Marymount International School London is an Independent day and boarding school for 250 girls in Kingston upon Thames, London. It is the UK's only all-years International Baccalaureate (IB) World School for girls, and one of the most expensive private schools in Britain and it is selective. The school has a financial aid program which currently awards more than $8 million annually to British charities.

The campus is situated on seven acres of suburban parklands, twelve miles from London. The secondary school segment is divided into 4 houses; two for middle school students, one for IB Year 1 candidates, and one for IB Year 2 candidates. Aside from the main mansion house, the London campus has a number of sports facilities, staff and faculty residences, and other buildings. Marymount London also owns and operates a speech, drama, and music program with The London Academy of Music and Dramatic Art.

Marymount London is included in The Schools Index of the world's 150 best private schools and among Tatler's leading international schools in the UK.

== History ==
Marymount International School London was founded in 1955 by the Religious of the Sacred Heart of Mary to educate young heiresses of overseas business and aristocratic dynasties in the UK. In 1979 it became the first school in the United Kingdom to fully adopt the International Baccalaureate programme as its main curriculum of instruction.

== Academics ==
Marymount follows the International Baccalaureate's Middle Years Programme (MYP) for girls aged 11 to 16, and the Diploma Programme for the last two years. As an international school it mainly attracts children from overseas families, but also accepts local students.
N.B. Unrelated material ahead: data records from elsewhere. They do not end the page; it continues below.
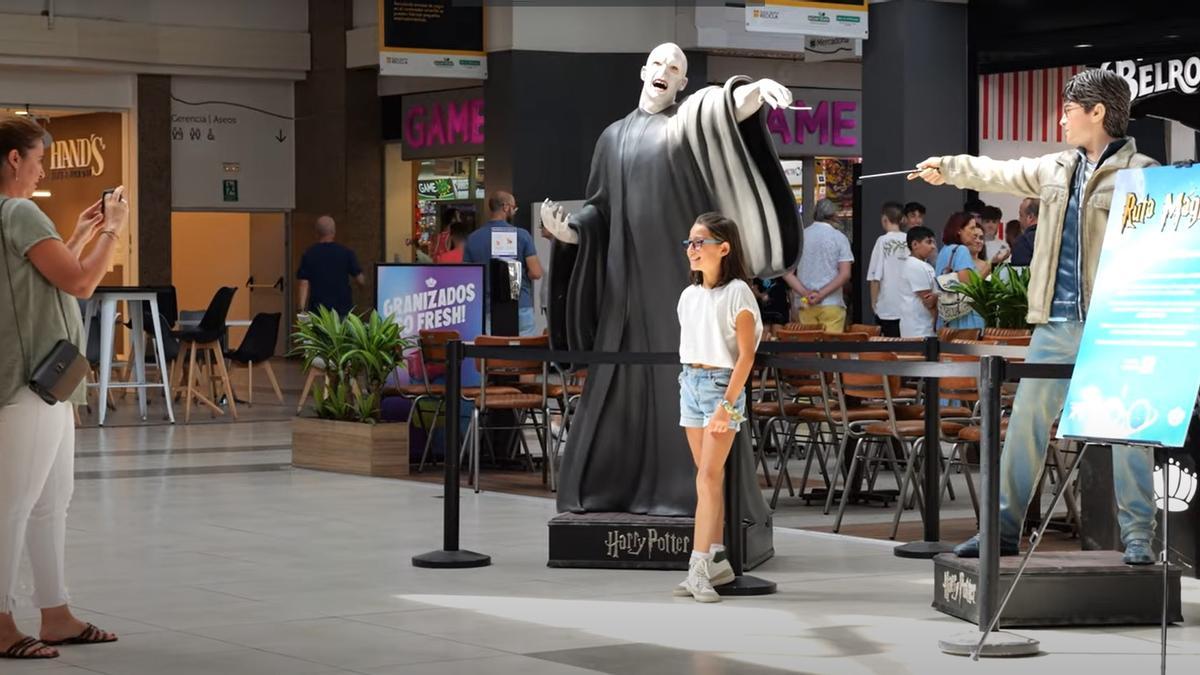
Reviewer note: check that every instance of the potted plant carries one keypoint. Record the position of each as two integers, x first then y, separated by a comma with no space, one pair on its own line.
357,357
1002,298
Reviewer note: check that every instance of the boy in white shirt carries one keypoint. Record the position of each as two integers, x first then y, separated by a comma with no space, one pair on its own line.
919,298
993,232
886,270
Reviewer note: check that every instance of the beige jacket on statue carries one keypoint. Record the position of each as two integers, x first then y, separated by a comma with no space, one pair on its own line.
1049,179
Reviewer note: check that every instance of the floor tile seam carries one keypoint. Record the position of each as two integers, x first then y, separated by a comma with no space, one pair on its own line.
577,631
201,449
184,471
835,536
207,590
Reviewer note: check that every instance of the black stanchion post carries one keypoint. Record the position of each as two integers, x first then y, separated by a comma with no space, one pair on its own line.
742,584
450,556
999,644
931,479
991,378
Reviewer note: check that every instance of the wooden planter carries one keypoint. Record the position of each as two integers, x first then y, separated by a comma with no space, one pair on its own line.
351,447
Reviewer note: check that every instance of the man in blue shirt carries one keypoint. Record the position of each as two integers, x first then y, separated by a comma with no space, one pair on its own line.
325,272
498,239
1023,251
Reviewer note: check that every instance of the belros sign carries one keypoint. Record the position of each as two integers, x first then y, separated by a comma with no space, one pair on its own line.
1147,79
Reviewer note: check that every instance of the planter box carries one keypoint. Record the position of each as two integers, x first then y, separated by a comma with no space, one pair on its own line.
351,447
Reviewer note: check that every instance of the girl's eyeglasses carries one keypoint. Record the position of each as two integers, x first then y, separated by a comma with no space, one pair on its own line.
689,244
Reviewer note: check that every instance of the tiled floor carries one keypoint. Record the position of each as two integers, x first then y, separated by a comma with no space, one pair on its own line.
209,554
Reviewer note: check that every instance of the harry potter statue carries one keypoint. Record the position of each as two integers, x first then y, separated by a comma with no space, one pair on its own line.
618,272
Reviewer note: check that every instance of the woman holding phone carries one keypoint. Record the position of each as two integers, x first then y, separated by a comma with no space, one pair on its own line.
41,279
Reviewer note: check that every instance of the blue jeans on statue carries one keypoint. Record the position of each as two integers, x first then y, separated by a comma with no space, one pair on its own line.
1037,405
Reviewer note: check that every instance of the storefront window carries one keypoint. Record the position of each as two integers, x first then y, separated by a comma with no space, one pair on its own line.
835,181
443,184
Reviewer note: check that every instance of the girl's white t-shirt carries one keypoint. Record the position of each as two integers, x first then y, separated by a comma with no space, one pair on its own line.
708,323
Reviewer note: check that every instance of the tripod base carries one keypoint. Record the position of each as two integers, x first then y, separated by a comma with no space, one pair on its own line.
451,560
923,550
999,645
747,585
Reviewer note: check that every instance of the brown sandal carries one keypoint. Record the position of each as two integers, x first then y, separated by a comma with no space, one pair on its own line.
28,649
90,635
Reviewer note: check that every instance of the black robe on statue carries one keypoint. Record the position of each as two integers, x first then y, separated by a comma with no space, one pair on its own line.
617,291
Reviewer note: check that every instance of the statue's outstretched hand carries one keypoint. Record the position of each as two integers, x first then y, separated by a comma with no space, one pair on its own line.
553,219
930,171
774,94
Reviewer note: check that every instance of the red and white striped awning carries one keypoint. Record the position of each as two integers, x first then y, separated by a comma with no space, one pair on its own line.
1023,106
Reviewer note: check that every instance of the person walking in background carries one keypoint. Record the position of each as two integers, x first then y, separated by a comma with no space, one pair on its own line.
442,240
1012,233
885,272
37,309
913,215
919,296
993,221
960,236
455,246
483,246
1023,251
325,272
823,270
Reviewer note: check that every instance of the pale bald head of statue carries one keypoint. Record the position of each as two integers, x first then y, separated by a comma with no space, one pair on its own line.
664,76
325,227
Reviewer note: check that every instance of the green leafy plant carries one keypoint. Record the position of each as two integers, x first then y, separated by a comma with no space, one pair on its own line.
1001,299
357,358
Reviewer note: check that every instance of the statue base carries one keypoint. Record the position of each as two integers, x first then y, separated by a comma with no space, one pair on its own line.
1061,589
627,541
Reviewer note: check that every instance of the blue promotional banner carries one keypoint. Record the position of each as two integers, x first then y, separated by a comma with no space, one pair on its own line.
432,297
1138,368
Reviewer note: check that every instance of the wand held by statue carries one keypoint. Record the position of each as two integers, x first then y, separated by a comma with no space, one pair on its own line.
905,172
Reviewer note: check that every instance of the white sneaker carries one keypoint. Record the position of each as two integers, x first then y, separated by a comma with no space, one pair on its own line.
699,584
720,571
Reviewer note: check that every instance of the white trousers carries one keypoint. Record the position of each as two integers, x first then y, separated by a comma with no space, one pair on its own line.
36,481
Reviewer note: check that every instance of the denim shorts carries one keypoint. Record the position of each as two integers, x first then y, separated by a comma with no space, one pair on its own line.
701,390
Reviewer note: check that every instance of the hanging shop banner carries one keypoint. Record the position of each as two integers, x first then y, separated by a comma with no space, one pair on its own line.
432,39
1137,372
423,297
829,18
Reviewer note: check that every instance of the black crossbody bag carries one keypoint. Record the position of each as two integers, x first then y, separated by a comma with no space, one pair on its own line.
60,372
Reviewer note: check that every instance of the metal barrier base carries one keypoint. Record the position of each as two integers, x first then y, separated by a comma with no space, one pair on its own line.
1061,589
451,560
1000,645
747,585
627,541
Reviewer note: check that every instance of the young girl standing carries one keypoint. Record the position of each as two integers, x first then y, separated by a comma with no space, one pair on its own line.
719,333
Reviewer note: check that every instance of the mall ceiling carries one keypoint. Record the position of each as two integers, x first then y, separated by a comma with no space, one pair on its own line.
1011,35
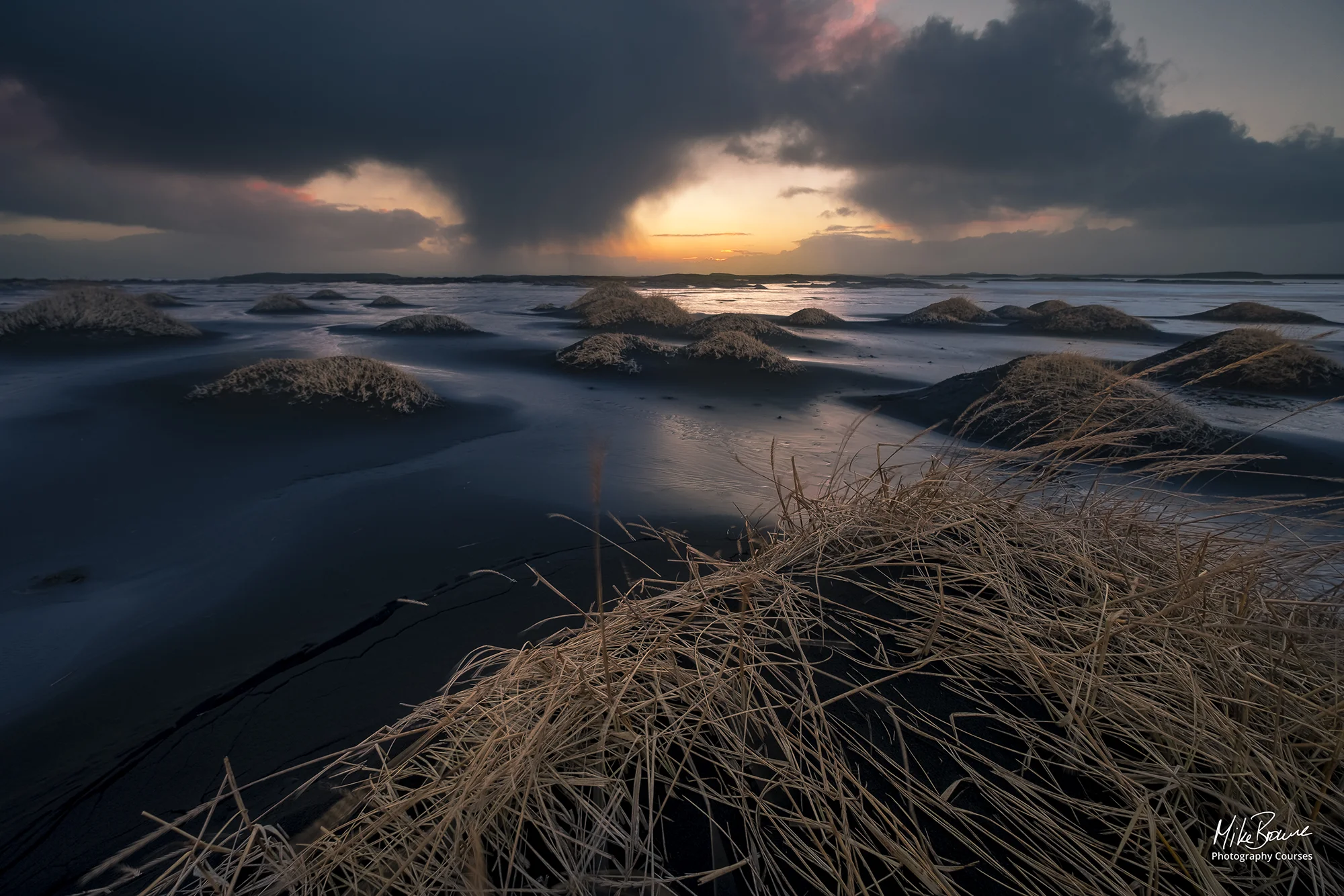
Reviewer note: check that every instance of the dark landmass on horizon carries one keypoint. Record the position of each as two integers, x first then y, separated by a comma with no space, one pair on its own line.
702,281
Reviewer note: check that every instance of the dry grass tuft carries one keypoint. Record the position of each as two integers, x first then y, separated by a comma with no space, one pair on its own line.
92,311
1095,320
734,346
1014,314
620,351
603,292
161,300
991,678
814,318
959,310
321,381
618,304
1248,358
1049,307
753,326
1257,314
282,304
427,326
1075,398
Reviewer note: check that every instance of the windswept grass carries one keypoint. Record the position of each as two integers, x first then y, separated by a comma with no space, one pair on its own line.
619,351
1257,314
616,304
1248,358
1089,320
959,310
993,676
736,346
753,326
1014,314
282,304
92,311
427,326
814,318
161,300
1073,398
319,381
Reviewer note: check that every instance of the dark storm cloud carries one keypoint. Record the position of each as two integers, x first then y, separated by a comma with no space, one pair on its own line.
1049,108
548,120
544,120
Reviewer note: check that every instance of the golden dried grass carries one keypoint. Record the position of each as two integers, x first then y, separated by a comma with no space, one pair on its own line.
736,346
620,351
319,381
92,311
1120,671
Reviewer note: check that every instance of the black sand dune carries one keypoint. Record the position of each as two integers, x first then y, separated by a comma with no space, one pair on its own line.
91,315
283,304
1256,314
1248,358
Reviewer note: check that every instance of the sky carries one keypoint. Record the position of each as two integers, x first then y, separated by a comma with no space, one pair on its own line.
161,139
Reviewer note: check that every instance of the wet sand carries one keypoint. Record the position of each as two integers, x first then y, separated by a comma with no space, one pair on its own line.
240,570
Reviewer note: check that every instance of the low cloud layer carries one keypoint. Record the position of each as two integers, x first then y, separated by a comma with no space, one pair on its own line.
546,123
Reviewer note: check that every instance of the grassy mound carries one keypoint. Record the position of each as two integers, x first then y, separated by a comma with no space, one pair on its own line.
734,346
282,304
1049,307
619,351
959,310
1248,358
319,381
161,300
603,292
1057,398
972,682
736,323
1089,320
92,311
1014,314
427,326
814,318
618,304
1257,314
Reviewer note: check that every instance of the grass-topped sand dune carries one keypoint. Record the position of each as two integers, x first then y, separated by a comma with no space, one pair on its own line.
283,304
634,354
753,326
428,326
1052,398
1088,320
955,311
814,318
1249,358
740,350
615,351
618,306
92,312
388,302
986,678
1256,314
337,381
161,300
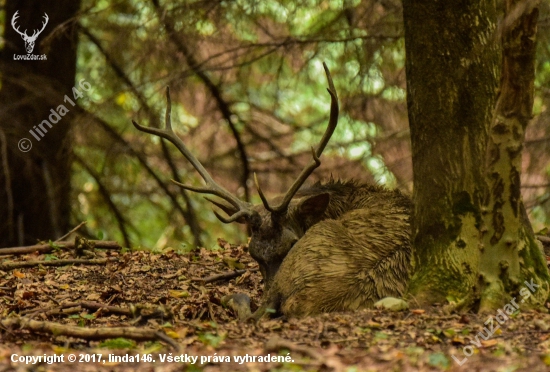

The school achieves academic results that are above the global average. The class of 2022 averaged 37 points on the IB Diploma, with 33% of graduating students scoring 40 points or above, a score only achieved by approximately 5% of students worldwide. In 2011, 20% of Marymount IB Diploma candidates received a score of 40 points or higher.

Marymount is a fully accredited IB World School and is also accredited by the Council of International Schools and the Middle States Association of Colleges and Schools (USA). It is a member of the Girls' Schools Association.

==Student life==
Marymount is an international school which caters to a diverse student population and incorporates aspects of both the American and British educational traditions. The British-style blazer is part of the prescribed uniform and the house system is an integral part of student life. American nomenclature for year groups is used, meaning there is no "sixth form" as the final year of secondary education (age 17/18) is grade 12 rather than year 13 ("Upper Sixth"). Student leaders are elected into a "Student Council" and the head of the council is known as a president rather than head girl. In the middle of the school year, grade 10 and 11 students are elected into the National Honor Society. A formal graduation ceremony is held at the end of the year to farewell grade 12 students.

==Houses==
The four houses are named after founders of the Religious of the Sacred Heart of Mary.
- St Jean
- St Constance
- St Felix
- St Croix

==Boarding==
Boarding is an option to all students and about a quarter of the student body are boarders. They are housed in four main halls and cared for by houseparents and a resident nurse. Younger boarders usually reside in triple rooms and older students are allocated either double or single rooms.

==Pastoral Care==
As a Catholic school, spiritual life is an important aspect of student life. Students are expected to attend chapel services and invited to actively participate. A Sacrament of Confirmation is held every two years.

Students may also take part in community service projects through exchange programmes with its sister schools in the RSHM international network of schools.